Íris de Infância – sobre cinema, literatura e sonhos

Clodd Dias

Ela com seu olhar parado, estático ouvia atentamente as histórias doidivanas de seu avô preto que nascera no circo de Limeira.

Cada algodão doce, cada aventura contada que quase ria de fazer xixi nas calças.

Era domador de trapézio... Bailarina leoa... trapezista mágico... Coelho voando pelos ares arremessados pelos canhões... era plateia chorando da palhaçada dos equilibristas. Era tudo do avesso... tudo contrário e estava tudo certo.

Um zigue-zague de emoções que mexia com o coraçãozinho da menina sabe, ouvia tantos saberes, tantas possibilidades que começara a entender que aquele avô preto que fora escravizado lhe ensinara a ser livre: Seja liberta!

A criança possui isso nato. Brinca, corre, se esborracha, chora, se levanta e continua a sorrir e seguir.

Ela, a menina, um dia cresce, fica linda, voa pela vida como serpentina colorida no carnaval, como purpurina enfeita a vida e coquete se enfeita, pois aprendera com inteligência desde pequena que podia ser o que quisesse ser.

A literatura e o cinema, suas grandes paixões de hoje em dia a fazem lembrar novamente daquele preto, seu avô circense, que de João-bobo nunca teve nada. Mesmo que no circo da vida muitas vezes teve que levar boladas na boca de caçapa e aprender a sorrir banguela.

Riso frouxo pão com ovo mas seguiu.

Como morder uma maçã do amor sem dentes?

Picadeiro ingrato.

No cinema conseguia reproduzir com movimento e cores suas histórias de pequena.

Cineasta e poetisa ela era.

Moça das cores.

Moça preta que atravessou o espelho de Alice e caminhou perdida, mas com o passar do tempo, apressada pelo Coelho, tomou a poção e não encolheu, mas sim cresceu e cresceu. Floresceu!

Seu olhar agora era uma lente, uma câmera que como um Exu abocanhava o Mundo.

Sua fome era tamanha e seus olhos comiam paisagens... personas... equipes... figurinistas... assistentes... roteiros... graxa... gentes!!!

A dona do Mundo!

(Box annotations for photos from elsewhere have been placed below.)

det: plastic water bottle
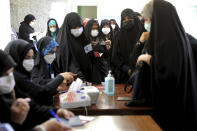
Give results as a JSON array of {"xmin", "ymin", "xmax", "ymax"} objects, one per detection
[{"xmin": 105, "ymin": 70, "xmax": 115, "ymax": 95}]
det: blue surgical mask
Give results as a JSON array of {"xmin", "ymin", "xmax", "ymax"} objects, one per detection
[{"xmin": 144, "ymin": 22, "xmax": 151, "ymax": 32}]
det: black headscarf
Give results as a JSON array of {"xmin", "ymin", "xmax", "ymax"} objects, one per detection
[
  {"xmin": 109, "ymin": 19, "xmax": 120, "ymax": 34},
  {"xmin": 0, "ymin": 50, "xmax": 16, "ymax": 76},
  {"xmin": 85, "ymin": 19, "xmax": 100, "ymax": 40},
  {"xmin": 149, "ymin": 0, "xmax": 197, "ymax": 130},
  {"xmin": 47, "ymin": 18, "xmax": 59, "ymax": 37},
  {"xmin": 19, "ymin": 14, "xmax": 35, "ymax": 44},
  {"xmin": 56, "ymin": 12, "xmax": 91, "ymax": 80},
  {"xmin": 9, "ymin": 39, "xmax": 33, "ymax": 77},
  {"xmin": 21, "ymin": 14, "xmax": 36, "ymax": 24},
  {"xmin": 112, "ymin": 9, "xmax": 144, "ymax": 66},
  {"xmin": 99, "ymin": 19, "xmax": 112, "ymax": 41},
  {"xmin": 35, "ymin": 36, "xmax": 53, "ymax": 66}
]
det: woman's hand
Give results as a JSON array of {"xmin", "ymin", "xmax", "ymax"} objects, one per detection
[
  {"xmin": 137, "ymin": 54, "xmax": 152, "ymax": 65},
  {"xmin": 56, "ymin": 108, "xmax": 74, "ymax": 119},
  {"xmin": 34, "ymin": 120, "xmax": 71, "ymax": 131},
  {"xmin": 105, "ymin": 40, "xmax": 111, "ymax": 50}
]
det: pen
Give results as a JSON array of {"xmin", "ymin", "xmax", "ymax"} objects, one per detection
[{"xmin": 49, "ymin": 109, "xmax": 60, "ymax": 123}]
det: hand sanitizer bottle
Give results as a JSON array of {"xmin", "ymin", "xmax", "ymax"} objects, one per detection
[{"xmin": 105, "ymin": 70, "xmax": 115, "ymax": 95}]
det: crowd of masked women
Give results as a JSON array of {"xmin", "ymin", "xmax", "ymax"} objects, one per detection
[{"xmin": 0, "ymin": 0, "xmax": 197, "ymax": 131}]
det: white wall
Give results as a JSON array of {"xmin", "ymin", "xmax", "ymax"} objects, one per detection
[
  {"xmin": 72, "ymin": 0, "xmax": 197, "ymax": 38},
  {"xmin": 10, "ymin": 0, "xmax": 197, "ymax": 38},
  {"xmin": 0, "ymin": 0, "xmax": 11, "ymax": 49}
]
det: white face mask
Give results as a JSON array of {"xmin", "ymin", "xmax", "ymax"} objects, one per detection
[
  {"xmin": 91, "ymin": 30, "xmax": 99, "ymax": 37},
  {"xmin": 23, "ymin": 59, "xmax": 34, "ymax": 72},
  {"xmin": 111, "ymin": 24, "xmax": 116, "ymax": 30},
  {"xmin": 144, "ymin": 22, "xmax": 151, "ymax": 32},
  {"xmin": 102, "ymin": 28, "xmax": 110, "ymax": 35},
  {"xmin": 44, "ymin": 53, "xmax": 56, "ymax": 64},
  {"xmin": 71, "ymin": 27, "xmax": 83, "ymax": 37},
  {"xmin": 49, "ymin": 28, "xmax": 56, "ymax": 32},
  {"xmin": 29, "ymin": 22, "xmax": 35, "ymax": 26},
  {"xmin": 0, "ymin": 72, "xmax": 15, "ymax": 94}
]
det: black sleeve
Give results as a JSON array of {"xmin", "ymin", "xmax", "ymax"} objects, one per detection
[
  {"xmin": 14, "ymin": 72, "xmax": 64, "ymax": 102},
  {"xmin": 111, "ymin": 33, "xmax": 124, "ymax": 69},
  {"xmin": 111, "ymin": 34, "xmax": 130, "ymax": 73},
  {"xmin": 129, "ymin": 43, "xmax": 145, "ymax": 70}
]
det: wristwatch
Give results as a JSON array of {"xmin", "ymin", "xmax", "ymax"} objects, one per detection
[{"xmin": 34, "ymin": 125, "xmax": 46, "ymax": 131}]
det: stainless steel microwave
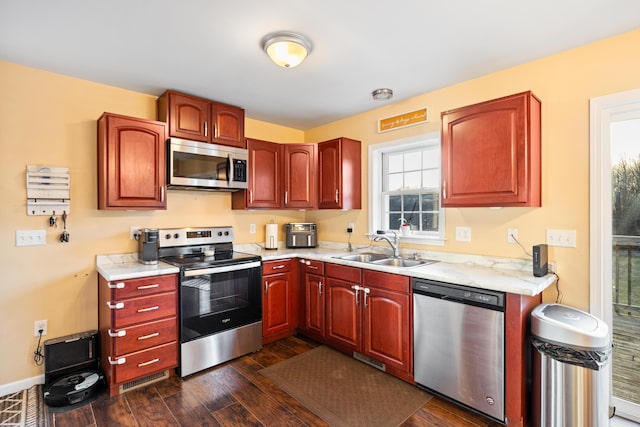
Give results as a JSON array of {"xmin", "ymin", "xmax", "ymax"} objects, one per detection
[{"xmin": 167, "ymin": 138, "xmax": 249, "ymax": 191}]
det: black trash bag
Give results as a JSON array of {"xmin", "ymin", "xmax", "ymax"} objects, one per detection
[{"xmin": 531, "ymin": 336, "xmax": 612, "ymax": 371}]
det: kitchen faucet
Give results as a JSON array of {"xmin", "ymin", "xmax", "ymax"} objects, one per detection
[{"xmin": 373, "ymin": 230, "xmax": 400, "ymax": 258}]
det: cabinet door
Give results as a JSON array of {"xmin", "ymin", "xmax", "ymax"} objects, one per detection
[
  {"xmin": 164, "ymin": 92, "xmax": 211, "ymax": 142},
  {"xmin": 441, "ymin": 92, "xmax": 541, "ymax": 207},
  {"xmin": 211, "ymin": 102, "xmax": 247, "ymax": 148},
  {"xmin": 283, "ymin": 144, "xmax": 318, "ymax": 209},
  {"xmin": 262, "ymin": 272, "xmax": 293, "ymax": 337},
  {"xmin": 326, "ymin": 277, "xmax": 362, "ymax": 351},
  {"xmin": 318, "ymin": 138, "xmax": 362, "ymax": 209},
  {"xmin": 231, "ymin": 139, "xmax": 282, "ymax": 209},
  {"xmin": 98, "ymin": 113, "xmax": 167, "ymax": 209},
  {"xmin": 362, "ymin": 288, "xmax": 411, "ymax": 372},
  {"xmin": 305, "ymin": 274, "xmax": 325, "ymax": 337}
]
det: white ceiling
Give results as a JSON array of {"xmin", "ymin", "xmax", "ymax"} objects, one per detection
[{"xmin": 0, "ymin": 0, "xmax": 640, "ymax": 130}]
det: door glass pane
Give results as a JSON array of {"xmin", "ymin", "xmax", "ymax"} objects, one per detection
[
  {"xmin": 611, "ymin": 119, "xmax": 640, "ymax": 404},
  {"xmin": 388, "ymin": 153, "xmax": 403, "ymax": 173}
]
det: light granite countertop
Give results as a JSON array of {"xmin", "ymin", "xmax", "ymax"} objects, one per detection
[
  {"xmin": 234, "ymin": 242, "xmax": 557, "ymax": 296},
  {"xmin": 96, "ymin": 252, "xmax": 180, "ymax": 282},
  {"xmin": 96, "ymin": 242, "xmax": 557, "ymax": 296}
]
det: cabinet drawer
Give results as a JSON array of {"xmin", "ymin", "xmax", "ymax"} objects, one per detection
[
  {"xmin": 105, "ymin": 274, "xmax": 178, "ymax": 300},
  {"xmin": 108, "ymin": 317, "xmax": 178, "ymax": 356},
  {"xmin": 111, "ymin": 341, "xmax": 178, "ymax": 383},
  {"xmin": 299, "ymin": 258, "xmax": 324, "ymax": 276},
  {"xmin": 364, "ymin": 270, "xmax": 411, "ymax": 294},
  {"xmin": 326, "ymin": 264, "xmax": 362, "ymax": 283},
  {"xmin": 262, "ymin": 259, "xmax": 291, "ymax": 276},
  {"xmin": 107, "ymin": 292, "xmax": 177, "ymax": 329}
]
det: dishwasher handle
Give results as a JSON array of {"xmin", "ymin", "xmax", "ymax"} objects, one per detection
[{"xmin": 413, "ymin": 279, "xmax": 504, "ymax": 311}]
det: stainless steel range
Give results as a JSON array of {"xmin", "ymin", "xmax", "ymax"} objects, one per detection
[{"xmin": 158, "ymin": 227, "xmax": 262, "ymax": 377}]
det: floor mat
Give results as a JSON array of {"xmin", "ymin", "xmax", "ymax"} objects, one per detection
[{"xmin": 260, "ymin": 346, "xmax": 432, "ymax": 427}]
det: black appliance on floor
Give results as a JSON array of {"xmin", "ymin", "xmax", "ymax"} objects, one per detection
[{"xmin": 44, "ymin": 330, "xmax": 105, "ymax": 407}]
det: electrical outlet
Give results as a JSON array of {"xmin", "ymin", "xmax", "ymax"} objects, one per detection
[
  {"xmin": 33, "ymin": 320, "xmax": 47, "ymax": 337},
  {"xmin": 16, "ymin": 230, "xmax": 47, "ymax": 246},
  {"xmin": 129, "ymin": 225, "xmax": 140, "ymax": 240},
  {"xmin": 456, "ymin": 227, "xmax": 471, "ymax": 242}
]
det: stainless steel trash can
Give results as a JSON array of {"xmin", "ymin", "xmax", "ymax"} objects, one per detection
[{"xmin": 531, "ymin": 304, "xmax": 612, "ymax": 427}]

Uma Chaplin! Uma bonequinha de luxo a desfilar sua beleza negra na Central do Brasil.

Quereres podem tudo. Podem até tornar a carne trêmula.

Até sonhar e realizar!!!!

Fim do picadeiro.

Começo da história.

Não era um Patinho feio

Cisne Negro

Ação!


Clodd Dias é atriz, cantora e poetisa trans paulista de nascimento, mas cosmopolita por condição. Clodd atua há mais de 20 anos no cenário teatral paulistano, com prêmios, peças e poesias na bagagem. Ela vem da escola Célia Helena de atuação (entrou em 98) e dali alçou vôos em muitos curtas, peças de teatro e musicais. Faz parte de coletivo negritudes de São Paulo e leva em sua atuação e textos a transexualidade, a negritude e ancestralidade do candomblé.